Typical minutes are:

  • The initial trust set up minutes showing appointment of trustees.
  • Acceptance of the trust corpus amount by the trustees.
  • The appointment of the trust solicitor.
  • The appointment of trust accountant.
  • The opening of a bank account and the duties and authorities attached to that.
  • The transfer of other assets to the trust.
  • The security given by the trustees to allow loans to be taken out, secured by Assets held by the Trust.
  • The basis for the values of the assets such as agreements for sale or evaluations and insurance proposals etc.
  • Indemnity for Guarantors and others connected to the transactions such as solicitors and banks etc.
  • End of year activities connected to the financial statements and the position of the accountant.
  • The approval of the investment course and or policy on a yearly basis. 
  • The approval of funds distributed to beneficiaries.
  • The approval of loans made available to beneficiaries and or others at interest rate or on demand and for certain terms or for a non-fixed period.
  • All transactions involving the trust such as partnerships, common transactions and investments.
  • Accepting loan agreements and making loan repayments with all the necessary terms and conditions attached to that.
  • The purchase and sale of assets which should include all Council reports, loan agreements, valuation reports, mortgage documents, lawyers letters and other statements and documents relating to those transactions.

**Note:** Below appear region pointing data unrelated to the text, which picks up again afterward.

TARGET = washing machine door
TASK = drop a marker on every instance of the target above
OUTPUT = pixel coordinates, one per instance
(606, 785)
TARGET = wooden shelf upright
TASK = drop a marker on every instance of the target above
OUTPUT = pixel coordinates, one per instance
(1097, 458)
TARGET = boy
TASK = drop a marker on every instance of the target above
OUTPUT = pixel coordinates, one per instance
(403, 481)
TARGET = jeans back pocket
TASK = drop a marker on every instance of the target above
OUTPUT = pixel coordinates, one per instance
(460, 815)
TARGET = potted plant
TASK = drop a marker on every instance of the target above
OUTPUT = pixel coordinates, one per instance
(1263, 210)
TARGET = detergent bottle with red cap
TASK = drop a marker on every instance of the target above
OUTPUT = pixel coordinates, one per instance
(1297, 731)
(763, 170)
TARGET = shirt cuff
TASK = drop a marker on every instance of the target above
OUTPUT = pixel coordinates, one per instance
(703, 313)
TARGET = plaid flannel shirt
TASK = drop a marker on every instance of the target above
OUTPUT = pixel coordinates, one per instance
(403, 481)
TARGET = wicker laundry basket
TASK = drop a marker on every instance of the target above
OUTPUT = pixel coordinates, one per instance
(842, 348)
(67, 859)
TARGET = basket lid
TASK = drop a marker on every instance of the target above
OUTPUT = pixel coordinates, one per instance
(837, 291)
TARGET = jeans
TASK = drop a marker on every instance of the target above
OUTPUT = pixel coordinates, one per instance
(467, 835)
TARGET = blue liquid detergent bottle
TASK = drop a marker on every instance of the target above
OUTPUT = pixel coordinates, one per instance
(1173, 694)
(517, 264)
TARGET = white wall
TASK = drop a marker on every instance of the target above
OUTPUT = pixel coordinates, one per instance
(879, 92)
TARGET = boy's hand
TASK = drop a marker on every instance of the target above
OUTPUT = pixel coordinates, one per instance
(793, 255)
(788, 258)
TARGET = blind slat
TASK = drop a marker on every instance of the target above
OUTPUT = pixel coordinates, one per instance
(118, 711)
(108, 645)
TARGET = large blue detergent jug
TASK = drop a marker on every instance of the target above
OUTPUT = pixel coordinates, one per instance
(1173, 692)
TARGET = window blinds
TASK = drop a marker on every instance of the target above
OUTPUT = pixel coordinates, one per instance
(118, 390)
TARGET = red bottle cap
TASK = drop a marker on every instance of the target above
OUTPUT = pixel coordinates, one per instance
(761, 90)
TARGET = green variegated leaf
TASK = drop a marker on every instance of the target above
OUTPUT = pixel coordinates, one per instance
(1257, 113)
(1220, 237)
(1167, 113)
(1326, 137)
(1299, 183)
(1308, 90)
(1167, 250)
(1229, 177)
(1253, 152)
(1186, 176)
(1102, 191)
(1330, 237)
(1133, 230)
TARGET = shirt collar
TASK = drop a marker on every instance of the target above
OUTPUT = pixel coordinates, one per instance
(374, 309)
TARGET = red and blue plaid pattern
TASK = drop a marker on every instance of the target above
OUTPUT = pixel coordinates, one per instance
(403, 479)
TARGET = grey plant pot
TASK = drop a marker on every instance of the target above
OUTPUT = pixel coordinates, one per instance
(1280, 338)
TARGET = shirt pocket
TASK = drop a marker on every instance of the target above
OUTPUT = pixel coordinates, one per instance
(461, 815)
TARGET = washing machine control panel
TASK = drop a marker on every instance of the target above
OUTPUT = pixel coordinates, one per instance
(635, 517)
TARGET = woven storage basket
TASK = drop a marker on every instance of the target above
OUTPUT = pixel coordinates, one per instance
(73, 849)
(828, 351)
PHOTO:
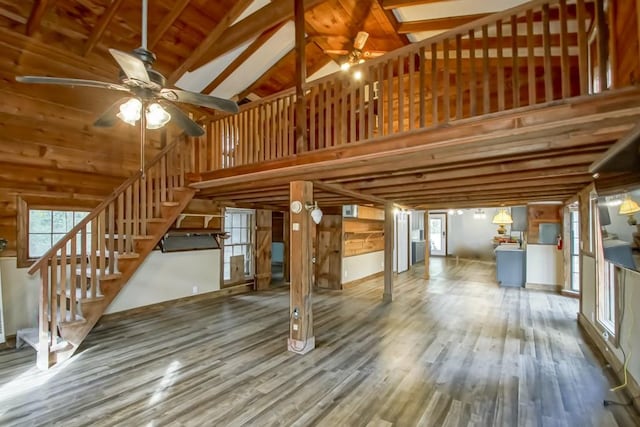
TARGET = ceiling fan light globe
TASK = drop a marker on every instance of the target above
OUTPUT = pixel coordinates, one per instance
(130, 111)
(156, 116)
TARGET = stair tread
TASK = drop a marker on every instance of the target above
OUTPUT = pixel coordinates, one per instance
(130, 255)
(144, 237)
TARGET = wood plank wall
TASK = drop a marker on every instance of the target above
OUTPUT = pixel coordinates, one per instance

It is important to note for all minutes that the purpose of the actual payment distribution or transaction should be recorded and preferably set out in the minute book itself.

Whenever decisions are made by trustees to distribute monies that are owned by the trust such as income or part of the capital of the trust fund then the trustee should consider the overall interest of all the beneficiaries.

When the trustees are also the beneficiaries they should additionally declare their own interest as beneficiaries and the fact that they are trustees.  In a recorded decision they should expressly put aside their personal interests.)

Should Trustees File Tax Returns?

The Trustees must file an IR6 Tax Return each year.  It is for the Trust and it shows the entire Trustee income and tax payable.  Calculations and accounts for tax of the beneficiaries are also shown unless the income is transferred direct.  The beneficiaries can then claim a credit for that.

What is a Beneficiaries Tax Return?

Here we see the beneficiary’s income, which is shown for the new Trust in the tax year, and they pay tax on that on their normal tax rates.  If tax has been deducted overseas then your maximum credit is the amount of New Zealand as payable on the share of the overseas income.  Non-qualifying trusts are taxed separately at 45c in the dollar.